Merkez Bankası Değerli TL’ye Karşı Tetikte


Uluslararası kredi derecelendirme kuruluşu Fitch’in not artırma kararından sonra, Türkiye’ye sermaye akışının hızlanacağı,  bunun mali istikrarı zedeleyebileceği ve TL’nin aşırı değerlenebileceği yorumları yapılmaya başlamış, devreye giren Merkez Bankası da, bu süreçte Türk Lirası’nın aşırı değerlenmesine izin vermeyeceğini açıklamıştı.

Banka, şu anda bu hedef doğrultusunda adımlarını atıyor. Geçtiğimiz hafta yapılan Para Politikası Kurulu toplantısında da, bekleneni yaptı ve politika faizinde bir değişiklik yapmazken gecelik borç verme faizi oranını 0,5 puan düşürdü, faiz koridorunu biraz daha daralttı.

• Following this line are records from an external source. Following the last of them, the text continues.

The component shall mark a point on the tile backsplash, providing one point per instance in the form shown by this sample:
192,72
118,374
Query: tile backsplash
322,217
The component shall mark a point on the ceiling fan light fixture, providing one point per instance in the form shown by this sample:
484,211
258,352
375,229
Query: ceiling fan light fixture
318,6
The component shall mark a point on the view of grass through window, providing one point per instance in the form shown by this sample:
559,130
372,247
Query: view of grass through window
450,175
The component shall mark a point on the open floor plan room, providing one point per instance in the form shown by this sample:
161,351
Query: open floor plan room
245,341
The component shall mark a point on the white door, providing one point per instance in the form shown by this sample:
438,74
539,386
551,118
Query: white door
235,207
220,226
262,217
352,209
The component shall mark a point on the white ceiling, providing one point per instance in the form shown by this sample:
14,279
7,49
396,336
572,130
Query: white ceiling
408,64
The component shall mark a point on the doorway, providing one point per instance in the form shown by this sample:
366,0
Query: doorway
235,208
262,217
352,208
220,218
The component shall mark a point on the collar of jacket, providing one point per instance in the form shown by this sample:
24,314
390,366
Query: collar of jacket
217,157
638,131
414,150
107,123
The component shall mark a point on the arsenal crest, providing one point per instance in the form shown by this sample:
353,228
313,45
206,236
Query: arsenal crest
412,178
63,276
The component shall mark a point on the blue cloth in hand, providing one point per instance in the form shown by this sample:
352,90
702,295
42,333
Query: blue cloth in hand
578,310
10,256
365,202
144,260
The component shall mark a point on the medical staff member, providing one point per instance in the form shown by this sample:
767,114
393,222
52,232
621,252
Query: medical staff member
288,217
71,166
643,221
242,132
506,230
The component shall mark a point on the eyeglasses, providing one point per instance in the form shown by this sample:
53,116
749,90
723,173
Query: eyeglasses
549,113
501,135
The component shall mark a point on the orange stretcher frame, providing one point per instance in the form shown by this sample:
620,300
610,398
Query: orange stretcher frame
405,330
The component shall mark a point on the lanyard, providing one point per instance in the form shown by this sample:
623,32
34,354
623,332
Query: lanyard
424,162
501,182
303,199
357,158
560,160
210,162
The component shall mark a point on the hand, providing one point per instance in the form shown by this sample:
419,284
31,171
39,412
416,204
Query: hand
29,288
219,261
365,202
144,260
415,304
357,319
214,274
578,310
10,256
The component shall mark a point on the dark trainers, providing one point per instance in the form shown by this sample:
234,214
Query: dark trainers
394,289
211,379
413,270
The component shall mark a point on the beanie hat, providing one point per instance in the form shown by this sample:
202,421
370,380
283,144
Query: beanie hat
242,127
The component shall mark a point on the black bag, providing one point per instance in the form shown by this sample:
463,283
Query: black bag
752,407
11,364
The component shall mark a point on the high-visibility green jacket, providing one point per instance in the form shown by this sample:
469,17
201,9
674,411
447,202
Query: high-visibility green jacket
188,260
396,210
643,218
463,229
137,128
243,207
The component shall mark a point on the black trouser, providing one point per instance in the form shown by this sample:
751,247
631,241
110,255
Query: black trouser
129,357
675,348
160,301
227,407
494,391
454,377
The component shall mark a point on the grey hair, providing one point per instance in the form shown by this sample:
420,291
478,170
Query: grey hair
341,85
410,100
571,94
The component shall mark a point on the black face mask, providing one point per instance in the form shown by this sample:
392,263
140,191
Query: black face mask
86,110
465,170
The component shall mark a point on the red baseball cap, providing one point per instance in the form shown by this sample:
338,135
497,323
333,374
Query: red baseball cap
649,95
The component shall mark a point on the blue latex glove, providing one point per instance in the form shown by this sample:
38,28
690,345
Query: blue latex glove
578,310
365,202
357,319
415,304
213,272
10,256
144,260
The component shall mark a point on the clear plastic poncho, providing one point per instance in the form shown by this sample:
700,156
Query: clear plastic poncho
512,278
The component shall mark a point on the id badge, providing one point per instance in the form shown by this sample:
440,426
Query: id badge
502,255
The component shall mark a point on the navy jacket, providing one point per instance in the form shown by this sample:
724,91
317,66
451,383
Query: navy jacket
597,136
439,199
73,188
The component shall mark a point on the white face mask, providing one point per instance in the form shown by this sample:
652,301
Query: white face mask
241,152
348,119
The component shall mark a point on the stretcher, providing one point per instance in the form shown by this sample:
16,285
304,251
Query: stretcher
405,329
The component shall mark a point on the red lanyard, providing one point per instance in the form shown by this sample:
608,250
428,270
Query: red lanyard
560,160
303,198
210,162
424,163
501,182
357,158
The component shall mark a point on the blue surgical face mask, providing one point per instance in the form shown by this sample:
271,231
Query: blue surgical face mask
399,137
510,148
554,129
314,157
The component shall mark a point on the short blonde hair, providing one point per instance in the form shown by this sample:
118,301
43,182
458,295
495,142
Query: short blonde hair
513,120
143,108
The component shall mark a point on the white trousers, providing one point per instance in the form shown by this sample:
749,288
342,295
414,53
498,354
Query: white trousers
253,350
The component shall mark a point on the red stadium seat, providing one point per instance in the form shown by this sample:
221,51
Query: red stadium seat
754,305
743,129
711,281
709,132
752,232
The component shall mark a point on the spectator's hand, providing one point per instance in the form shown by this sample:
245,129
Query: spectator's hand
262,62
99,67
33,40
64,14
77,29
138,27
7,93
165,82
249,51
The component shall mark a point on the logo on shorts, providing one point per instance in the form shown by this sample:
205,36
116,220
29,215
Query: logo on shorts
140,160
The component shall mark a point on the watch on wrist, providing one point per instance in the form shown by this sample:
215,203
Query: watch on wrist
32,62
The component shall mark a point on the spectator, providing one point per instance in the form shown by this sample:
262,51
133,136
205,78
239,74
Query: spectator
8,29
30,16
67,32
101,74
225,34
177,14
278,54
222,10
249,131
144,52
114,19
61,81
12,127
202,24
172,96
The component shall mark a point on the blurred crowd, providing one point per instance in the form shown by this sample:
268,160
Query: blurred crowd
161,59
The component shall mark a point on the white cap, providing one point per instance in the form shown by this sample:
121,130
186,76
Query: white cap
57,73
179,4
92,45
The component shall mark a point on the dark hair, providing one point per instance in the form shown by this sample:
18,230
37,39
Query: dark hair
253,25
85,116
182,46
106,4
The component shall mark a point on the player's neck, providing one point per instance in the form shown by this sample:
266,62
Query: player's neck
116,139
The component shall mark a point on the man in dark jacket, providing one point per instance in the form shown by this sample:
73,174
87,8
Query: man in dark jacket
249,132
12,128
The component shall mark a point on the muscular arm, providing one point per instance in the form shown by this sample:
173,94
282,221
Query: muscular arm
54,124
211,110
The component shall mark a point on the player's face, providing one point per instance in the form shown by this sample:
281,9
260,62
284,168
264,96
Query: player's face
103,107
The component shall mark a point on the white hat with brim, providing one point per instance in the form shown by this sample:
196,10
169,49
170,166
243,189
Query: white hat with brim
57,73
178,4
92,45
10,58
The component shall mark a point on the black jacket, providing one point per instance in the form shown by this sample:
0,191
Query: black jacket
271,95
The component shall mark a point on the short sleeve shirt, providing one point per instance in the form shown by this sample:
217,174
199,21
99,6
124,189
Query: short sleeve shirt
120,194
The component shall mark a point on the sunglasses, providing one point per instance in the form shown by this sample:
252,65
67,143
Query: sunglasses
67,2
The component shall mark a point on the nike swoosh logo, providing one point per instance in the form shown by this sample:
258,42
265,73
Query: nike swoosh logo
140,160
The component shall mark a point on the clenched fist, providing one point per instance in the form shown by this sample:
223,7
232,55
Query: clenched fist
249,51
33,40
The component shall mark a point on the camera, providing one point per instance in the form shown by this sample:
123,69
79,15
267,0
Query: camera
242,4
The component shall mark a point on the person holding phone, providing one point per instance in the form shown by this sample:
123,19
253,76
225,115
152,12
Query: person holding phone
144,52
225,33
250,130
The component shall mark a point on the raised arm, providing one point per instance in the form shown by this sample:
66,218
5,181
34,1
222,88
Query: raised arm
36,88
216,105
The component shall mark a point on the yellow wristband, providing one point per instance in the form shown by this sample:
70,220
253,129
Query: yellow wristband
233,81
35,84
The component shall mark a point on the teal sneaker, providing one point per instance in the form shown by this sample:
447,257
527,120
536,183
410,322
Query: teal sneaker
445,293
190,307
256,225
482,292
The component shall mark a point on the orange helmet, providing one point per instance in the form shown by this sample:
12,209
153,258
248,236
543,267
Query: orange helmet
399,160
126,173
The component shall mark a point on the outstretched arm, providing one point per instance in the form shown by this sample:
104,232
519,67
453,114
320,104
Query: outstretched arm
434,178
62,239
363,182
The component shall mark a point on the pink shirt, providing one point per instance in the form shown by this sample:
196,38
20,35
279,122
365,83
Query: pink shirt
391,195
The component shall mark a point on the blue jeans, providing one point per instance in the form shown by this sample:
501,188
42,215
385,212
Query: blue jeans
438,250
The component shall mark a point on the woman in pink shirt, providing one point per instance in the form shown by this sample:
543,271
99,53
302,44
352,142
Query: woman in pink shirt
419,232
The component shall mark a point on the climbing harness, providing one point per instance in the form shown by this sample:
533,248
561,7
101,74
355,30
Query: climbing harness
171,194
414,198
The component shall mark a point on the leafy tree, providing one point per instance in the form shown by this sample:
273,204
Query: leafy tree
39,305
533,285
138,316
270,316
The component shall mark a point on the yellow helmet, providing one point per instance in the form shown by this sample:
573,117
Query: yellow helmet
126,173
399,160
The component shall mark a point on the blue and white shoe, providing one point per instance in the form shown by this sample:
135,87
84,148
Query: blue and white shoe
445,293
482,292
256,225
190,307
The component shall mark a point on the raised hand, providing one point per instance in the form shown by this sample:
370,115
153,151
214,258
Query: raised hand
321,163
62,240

Merkez Bankası’nın üzerinde oynayabileceği faiz, sadece “politika faizi” olarak bilinen “bir hafta vadeli repo ihale faiz oranı” değil. Bunun yanında başka oranlar da var ve onlar da önemli birer araç: “Gecelik faiz oranları” ve “geç likidite penceresi faiz oranları.”

Banka, enflasyon endişesinin arttığı zamanlarda politika faizine dokunmazken, gecelik borç vermede uyguladığı faiz oranlarını yükseltiyor, tersi durumlarda aşağı çekiyor. Ve son dönemlerde bu yola sık müracaat ediyor.

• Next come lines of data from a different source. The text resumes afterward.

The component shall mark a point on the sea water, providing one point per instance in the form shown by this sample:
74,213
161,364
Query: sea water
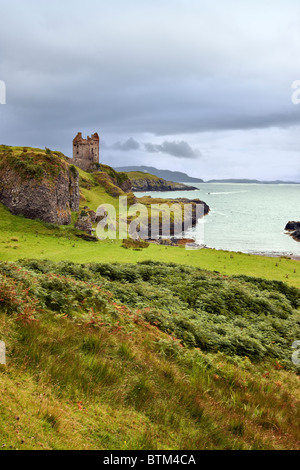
245,217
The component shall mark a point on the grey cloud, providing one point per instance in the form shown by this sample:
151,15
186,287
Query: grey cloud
143,70
179,149
129,144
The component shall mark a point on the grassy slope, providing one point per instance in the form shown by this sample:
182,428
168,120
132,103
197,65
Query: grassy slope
20,238
150,400
104,378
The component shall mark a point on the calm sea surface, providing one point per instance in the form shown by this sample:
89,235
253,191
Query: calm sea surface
246,217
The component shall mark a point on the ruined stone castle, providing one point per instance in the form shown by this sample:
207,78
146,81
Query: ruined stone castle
86,151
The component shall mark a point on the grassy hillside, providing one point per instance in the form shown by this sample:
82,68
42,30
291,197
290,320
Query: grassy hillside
190,354
87,343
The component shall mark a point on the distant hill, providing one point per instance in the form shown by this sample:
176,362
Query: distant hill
246,181
175,176
142,181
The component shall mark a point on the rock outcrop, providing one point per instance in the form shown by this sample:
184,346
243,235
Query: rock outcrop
294,229
39,186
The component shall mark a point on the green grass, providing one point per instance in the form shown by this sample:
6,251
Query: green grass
103,377
35,240
192,354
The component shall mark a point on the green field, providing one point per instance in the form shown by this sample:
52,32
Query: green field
24,238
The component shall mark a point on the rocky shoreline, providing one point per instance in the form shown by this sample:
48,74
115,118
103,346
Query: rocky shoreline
294,230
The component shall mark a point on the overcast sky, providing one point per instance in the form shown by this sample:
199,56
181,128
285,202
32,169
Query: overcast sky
193,85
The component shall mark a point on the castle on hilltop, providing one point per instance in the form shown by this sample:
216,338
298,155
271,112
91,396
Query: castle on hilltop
86,151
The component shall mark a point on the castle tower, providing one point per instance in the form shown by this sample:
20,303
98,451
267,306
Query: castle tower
86,151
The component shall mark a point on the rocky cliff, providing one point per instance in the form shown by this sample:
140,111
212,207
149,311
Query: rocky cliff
38,184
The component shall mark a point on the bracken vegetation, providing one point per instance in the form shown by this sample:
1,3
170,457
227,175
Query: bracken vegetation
152,356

İşte Fitch’in kredi notumuzu yükseltmesi ile başlayan fon akışının artacağı beklentileri ve enflasyondaki olumlu hava, Merkez Bankası’na politika faizini değiştirmeden gecelik faizlerdeki aralığını daraltma imkanı verdi. Ve son Kurul toplantısında, politika faizini yüzde 5,75 seviyesinde sabit tutarken gecelik faiz oranlarını, borçlanmada değiştirmeyip yüzde 5’te bıraktı, borç vermede ise yüzde 9,5’ten yüzde 9’a indirdi. Koridoru biraz daha daralttı. Bu oranlar yıl başında yüzde 5’e karşılık yüzde 12,5 seviyesindeydi. Ayrıca “geç likidite penceresi faiz oranları”nda da benzer bir düzenlemeye gitti ve Bankalararası Para Piyasası’nda saat 16.00–17.00 arası gecelik vadede uygulanan Merkez Bankası borçlanma faiz oranını  yüzde 0 düzeyinde sabit tutarken borç verme faiz oranını yüzde 12,5’ten yüzde 12’ye düşürdü.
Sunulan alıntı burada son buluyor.